RE: Crash in a simple "mapper style" streaming app likely due to a memory leak ?

LINZ, Arnaud Mon, 14 Dec 2015 02:24:09 -0800

Hi,
I’ve just run into another exception, a java.lang.IndexOutOfBoundsException  in 
the zlib library this time.
Therefore I suspect a problem in the hadoop’s codec pool usage. I’m 
investigating, and will keep you informed.


Thanks,
Arnaud


De : ewenstep...@gmail.com [mailto:ewenstep...@gmail.com] De la part de Stephan 
Ewen
Envoyé : lundi 14 décembre 2015 10:54
À : user@flink.apache.org
Objet : Re: Crash in a simple "mapper style" streaming app likely due to a 
memory leak ?

Hi!

That is curious. Can you tell us a bit more about your setup?

  - Did you set Flink to use off-heap memory in the config?
  - What parallelism do you run the job with?
  - What Java and Flink versions are you using?

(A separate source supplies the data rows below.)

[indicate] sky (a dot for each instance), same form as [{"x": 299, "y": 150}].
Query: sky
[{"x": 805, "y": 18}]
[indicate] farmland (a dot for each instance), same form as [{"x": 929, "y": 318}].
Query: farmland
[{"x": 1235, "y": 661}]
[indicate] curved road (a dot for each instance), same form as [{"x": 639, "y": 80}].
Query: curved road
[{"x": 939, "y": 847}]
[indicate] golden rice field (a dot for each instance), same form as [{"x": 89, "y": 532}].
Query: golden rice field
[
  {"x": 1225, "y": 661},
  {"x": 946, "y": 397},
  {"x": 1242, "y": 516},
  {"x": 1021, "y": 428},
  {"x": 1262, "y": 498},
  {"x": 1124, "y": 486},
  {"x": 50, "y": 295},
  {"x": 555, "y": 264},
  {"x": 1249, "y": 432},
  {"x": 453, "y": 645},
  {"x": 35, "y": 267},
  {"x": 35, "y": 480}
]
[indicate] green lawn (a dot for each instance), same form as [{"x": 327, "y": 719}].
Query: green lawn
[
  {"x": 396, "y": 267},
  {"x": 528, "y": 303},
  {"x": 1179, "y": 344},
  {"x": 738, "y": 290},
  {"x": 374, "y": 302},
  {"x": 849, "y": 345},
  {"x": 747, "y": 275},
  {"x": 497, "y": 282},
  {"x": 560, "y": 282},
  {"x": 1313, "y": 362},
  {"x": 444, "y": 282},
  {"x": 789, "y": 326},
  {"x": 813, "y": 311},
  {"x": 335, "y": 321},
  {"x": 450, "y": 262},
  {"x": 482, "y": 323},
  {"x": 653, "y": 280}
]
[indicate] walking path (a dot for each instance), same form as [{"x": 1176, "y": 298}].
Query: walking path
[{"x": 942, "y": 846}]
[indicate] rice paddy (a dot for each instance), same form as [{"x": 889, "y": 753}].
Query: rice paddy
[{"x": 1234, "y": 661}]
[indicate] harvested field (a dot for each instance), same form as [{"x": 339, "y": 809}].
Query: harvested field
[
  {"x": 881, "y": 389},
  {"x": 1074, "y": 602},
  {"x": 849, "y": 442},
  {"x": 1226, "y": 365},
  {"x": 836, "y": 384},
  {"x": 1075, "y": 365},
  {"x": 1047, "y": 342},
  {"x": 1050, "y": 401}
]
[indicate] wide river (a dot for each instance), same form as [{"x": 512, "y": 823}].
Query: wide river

Even better, can you paste the first part of the TaskManager's log (where it 
prints the environment) here?

Thanks,
Stephan


On Mon, Dec 14, 2015 at 9:57 AM, LINZ, Arnaud 
<al...@bouyguestelecom.fr<mailto:al...@bouyguestelecom.fr>> wrote:
Hello,

I did have an off-heap memory leak in my streaming application, due to :
https://issues.apache.org/jira/browse/HADOOP-12007.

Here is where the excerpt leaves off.